Лето 1945 год. Москва.
− Ольга Александровна, − проговорила скрипучим голосом строго Антонина Петровна, заходя на кухню. – Ну как вам не стыдно, с таким-то животом и на кухне! Я же сказала, что все сделаю!
− Антонина Петровна, я должна приготовить сама, мне так хочется!
− Хочется ей, − недовольно прокряхтела старушка. – Ох уже мне эти беременные!
− И, кроме того, я очень хочу приготовить для Туза и Нины все сама, я их не видела еще с того времени, как в Кракове их оставила. Вот леплю пирожки и такое внутри чувство, что самым дорогим моим людям делаю! И живот мне в этом не помеха!
− Мама, мама, − протрещала, забегая на кухню Света, которая не иначе как мамой меня называла с того самого времени, как мы с Андреем забрали ее в Москву. − Мишка ведь тоже приедет?
− Да приедет твой Мишка, − заходя на кухню ответил мой отец. – Дай ему хотя бы со своим отцом побыть, ты и так с ним всегда рядом, как хвост бегаешь.
− Так мы как не разлей вода, правда? – улыбнулась девочка, стащив у меня с тарелки еще горячий пирожок, в ответ получив взбучку полотенцем от Антонины Петровны.
В дверь позвонили и я, быстро стянув с себя фартук, побежала открывать. Распахнув дверь, я изумленно ахнула. В коридоре стояли Туз с огромным букетом цветов и Нинка с не меньшим животом, чем у меня. Едва сдерживая слезы, я бросилась на шею Тузу, затем расцеловала Нину и щелкнув в нос прошмыгнувшего мимо меня Мишку сказала:
− Ребята, я так рада, что вы живы! И что у вас будет пополнение, − погладив живот Нинки сказала я.
− Да, и не только у нас, − сделав ответный жест засмеялась моя горячо любимая подруга.
– А вот и будущий папаша, – радостно обнял Туз подошедшего к нам Андрея.
– Я рад, что вы вернулись, – ответил Андрей. – Представляю, чего вы там натерпелись.
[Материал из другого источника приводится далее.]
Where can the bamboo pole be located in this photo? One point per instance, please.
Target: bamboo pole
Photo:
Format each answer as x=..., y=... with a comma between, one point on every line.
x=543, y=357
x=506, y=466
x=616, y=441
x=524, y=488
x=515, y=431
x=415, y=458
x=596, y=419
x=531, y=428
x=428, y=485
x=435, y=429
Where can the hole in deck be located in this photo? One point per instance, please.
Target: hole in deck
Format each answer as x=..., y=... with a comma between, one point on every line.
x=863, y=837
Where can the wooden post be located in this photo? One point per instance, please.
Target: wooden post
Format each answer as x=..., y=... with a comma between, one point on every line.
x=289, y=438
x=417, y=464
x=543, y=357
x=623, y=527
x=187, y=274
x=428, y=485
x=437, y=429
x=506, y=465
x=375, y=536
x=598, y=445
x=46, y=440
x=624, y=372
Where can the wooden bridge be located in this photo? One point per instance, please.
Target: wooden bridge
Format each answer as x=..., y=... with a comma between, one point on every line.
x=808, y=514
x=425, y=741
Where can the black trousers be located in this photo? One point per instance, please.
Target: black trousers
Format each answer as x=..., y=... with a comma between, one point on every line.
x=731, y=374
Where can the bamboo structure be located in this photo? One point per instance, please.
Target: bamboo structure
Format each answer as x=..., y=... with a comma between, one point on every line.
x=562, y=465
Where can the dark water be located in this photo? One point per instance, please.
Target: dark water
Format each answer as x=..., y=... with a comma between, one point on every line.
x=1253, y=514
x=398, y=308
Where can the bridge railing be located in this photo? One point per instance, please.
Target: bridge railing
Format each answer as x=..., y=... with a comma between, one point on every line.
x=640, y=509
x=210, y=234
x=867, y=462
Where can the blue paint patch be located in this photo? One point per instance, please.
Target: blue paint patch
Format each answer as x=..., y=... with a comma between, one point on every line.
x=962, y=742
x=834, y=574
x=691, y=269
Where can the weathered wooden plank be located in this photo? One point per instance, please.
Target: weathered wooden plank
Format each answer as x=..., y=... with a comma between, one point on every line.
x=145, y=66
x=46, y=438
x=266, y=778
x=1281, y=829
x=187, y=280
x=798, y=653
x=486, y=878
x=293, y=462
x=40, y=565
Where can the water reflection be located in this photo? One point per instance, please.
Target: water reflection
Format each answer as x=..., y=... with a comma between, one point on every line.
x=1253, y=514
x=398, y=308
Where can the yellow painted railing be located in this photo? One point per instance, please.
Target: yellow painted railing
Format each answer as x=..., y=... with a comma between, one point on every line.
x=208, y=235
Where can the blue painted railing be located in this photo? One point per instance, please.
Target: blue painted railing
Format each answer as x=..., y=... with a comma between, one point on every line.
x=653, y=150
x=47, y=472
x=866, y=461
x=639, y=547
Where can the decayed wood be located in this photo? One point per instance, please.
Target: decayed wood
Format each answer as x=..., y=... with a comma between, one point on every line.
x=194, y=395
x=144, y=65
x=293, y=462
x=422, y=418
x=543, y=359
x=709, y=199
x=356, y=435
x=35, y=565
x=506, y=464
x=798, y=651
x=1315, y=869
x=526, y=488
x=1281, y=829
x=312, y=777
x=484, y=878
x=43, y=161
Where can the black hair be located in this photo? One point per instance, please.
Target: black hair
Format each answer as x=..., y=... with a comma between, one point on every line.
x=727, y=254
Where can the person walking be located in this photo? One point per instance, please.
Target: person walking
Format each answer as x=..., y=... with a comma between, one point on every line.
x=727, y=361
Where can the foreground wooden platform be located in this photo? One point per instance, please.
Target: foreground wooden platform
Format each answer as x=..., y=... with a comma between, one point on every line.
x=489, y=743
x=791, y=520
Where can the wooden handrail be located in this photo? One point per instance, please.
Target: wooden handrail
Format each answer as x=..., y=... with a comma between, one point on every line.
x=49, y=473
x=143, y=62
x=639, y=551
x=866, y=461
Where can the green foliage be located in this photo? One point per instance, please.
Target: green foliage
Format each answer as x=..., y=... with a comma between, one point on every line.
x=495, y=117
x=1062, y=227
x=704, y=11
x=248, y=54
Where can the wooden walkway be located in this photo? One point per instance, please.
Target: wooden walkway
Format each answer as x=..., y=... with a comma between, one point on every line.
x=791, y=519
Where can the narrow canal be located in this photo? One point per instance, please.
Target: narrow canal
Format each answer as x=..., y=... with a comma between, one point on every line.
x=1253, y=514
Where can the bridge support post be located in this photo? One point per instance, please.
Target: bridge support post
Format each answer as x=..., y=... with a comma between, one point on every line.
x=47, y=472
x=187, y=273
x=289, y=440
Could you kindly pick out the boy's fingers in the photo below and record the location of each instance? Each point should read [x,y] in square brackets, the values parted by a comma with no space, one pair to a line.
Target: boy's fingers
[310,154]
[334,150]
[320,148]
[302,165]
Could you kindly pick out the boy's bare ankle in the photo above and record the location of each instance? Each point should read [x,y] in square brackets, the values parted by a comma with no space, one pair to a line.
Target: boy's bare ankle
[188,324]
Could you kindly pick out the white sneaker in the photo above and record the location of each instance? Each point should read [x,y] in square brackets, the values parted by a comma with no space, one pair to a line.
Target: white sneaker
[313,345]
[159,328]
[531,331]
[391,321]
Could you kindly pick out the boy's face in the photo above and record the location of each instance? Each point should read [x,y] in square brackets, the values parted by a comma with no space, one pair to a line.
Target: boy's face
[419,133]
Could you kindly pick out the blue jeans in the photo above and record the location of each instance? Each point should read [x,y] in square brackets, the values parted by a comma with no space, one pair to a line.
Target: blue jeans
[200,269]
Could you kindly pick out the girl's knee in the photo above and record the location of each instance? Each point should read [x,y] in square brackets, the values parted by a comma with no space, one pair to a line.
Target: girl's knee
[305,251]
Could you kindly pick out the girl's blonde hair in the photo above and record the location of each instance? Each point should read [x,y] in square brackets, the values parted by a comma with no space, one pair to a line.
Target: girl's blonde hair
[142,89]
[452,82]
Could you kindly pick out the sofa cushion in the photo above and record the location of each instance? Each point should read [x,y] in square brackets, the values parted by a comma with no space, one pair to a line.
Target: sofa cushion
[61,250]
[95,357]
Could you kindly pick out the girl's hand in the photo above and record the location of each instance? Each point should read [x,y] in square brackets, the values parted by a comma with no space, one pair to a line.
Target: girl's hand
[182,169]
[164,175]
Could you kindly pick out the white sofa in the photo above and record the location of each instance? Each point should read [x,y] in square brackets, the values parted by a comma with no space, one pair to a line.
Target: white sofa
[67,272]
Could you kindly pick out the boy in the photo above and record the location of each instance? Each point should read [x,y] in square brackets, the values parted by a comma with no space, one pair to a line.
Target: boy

В Польше не самые лучшие времена ведь настали, после того, как мы с Олей оттуда улетели.
− Это точно. Но, главное, что мы все живы! − сказала Нинка. – Зато я теперь знаю весь бандитский жаргон, умею играть в карты, танцую не хуже любой танцовщицы кабаре и среди людей могу в два счета определить того, кто не чист на руку. После родов мне предложили перейти работать в прокуратуру, − засмеялась она, проходя в зал и усаживаясь на диван. – А Туз у нас так и будет работать в разведштабе и учить постигать тонкости серого мира других курсантов, которым нужно будет вливаться в ряды бандитов. Ему дали звание капитана и биография у него как стеклышко! Спасибо твоему отцу, − проговорила Нинка.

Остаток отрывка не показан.